Who's your tamale lady? You have a tamale lady, don't you? Anybody claiming to be familiar with Mexican food knows someone he can go to around Christmas or New Years to buy real homemade tamales. Because those things are a real bastard to do well, and the tamale ladies make extra money around the holidays providing our tamale fix. Where do you get homemade tortillas? You have a source for those, don't you? My Aunt Delores passed away five years ago, and tortillas aren't as good these days, for me.

I'll match Estella against yours in a tamale cage match. Any day. Loser buys the winner a meal at any decent Mexican joint here in Bakersfield. I haven't decided if we'll eat at Los Hermanos, one of the Taco Frescos, Mauricio's, this place I know on Kentucky Street in East Bakersfield, or any of three trucks that park down on Union Avenue during the day. I guess it'll be lunch in the case the trucks, too many sheriff's deputies out on Union during the evening for my taste.

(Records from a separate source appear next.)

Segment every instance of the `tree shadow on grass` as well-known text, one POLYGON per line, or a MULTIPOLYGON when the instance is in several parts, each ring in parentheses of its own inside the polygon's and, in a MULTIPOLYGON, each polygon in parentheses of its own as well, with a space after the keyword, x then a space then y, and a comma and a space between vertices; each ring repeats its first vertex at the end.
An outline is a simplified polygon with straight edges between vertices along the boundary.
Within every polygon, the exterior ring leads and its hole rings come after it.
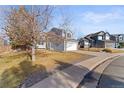
POLYGON ((18 67, 11 67, 6 69, 0 79, 0 87, 24 87, 47 77, 48 73, 43 65, 33 65, 31 61, 22 61, 18 67), (20 84, 21 83, 21 84, 20 84))

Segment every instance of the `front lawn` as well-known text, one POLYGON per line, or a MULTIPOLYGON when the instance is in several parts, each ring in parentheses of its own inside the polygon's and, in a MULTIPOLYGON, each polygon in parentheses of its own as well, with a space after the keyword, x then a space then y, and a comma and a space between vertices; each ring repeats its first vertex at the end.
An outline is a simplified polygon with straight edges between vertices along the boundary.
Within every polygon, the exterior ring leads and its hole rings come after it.
POLYGON ((36 62, 27 60, 25 52, 0 55, 0 87, 17 87, 31 73, 50 72, 58 67, 64 69, 72 63, 93 56, 73 52, 36 51, 36 62), (63 65, 64 64, 64 65, 63 65))

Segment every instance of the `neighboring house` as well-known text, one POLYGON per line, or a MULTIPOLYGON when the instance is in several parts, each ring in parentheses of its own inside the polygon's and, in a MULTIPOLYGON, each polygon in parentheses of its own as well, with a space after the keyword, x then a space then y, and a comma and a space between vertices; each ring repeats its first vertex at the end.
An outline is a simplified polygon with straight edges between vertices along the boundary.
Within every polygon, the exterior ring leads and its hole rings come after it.
POLYGON ((8 41, 3 38, 0 38, 0 46, 6 46, 6 45, 8 45, 8 41))
POLYGON ((115 38, 116 38, 115 47, 119 48, 120 43, 124 43, 124 34, 113 34, 113 36, 115 36, 115 38))
POLYGON ((55 51, 77 50, 78 42, 73 38, 71 31, 65 32, 63 29, 52 28, 49 32, 48 40, 41 42, 38 48, 48 48, 55 51))
POLYGON ((79 45, 82 48, 115 48, 115 43, 115 37, 104 31, 89 34, 79 40, 79 45))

Did the street food thing. Lots of us have. Most cuisines are improved by drinking.

Posted by: Mike James at April 23, 2012 9:44 AM

Ah, cinnamon rolls, my specialty, Freddo. Our sweatshop, that is, our bakery starts the next day's production at 10 pm the night before. We work an hour after the shop opens, just to keep up with the demand. Our Indonesian cinnamon is so powerful that breathing the dust in can give you a nasty burning case of Brown Lung. (Baker's Lung). Potent stuff.
Those are the side effects of making everything from an old recipe book with laminated pages and filed in a three ring notebook.

Posted by: Jewel at April 23, 2012 10:48 AM

You know that is a good invention but nobody has room for every single wierd gadget and invention in their kitchen. Where would you store your taco-plate, next to your fajita maker or your pretzel bender? Just how many times a week do you eat tacos?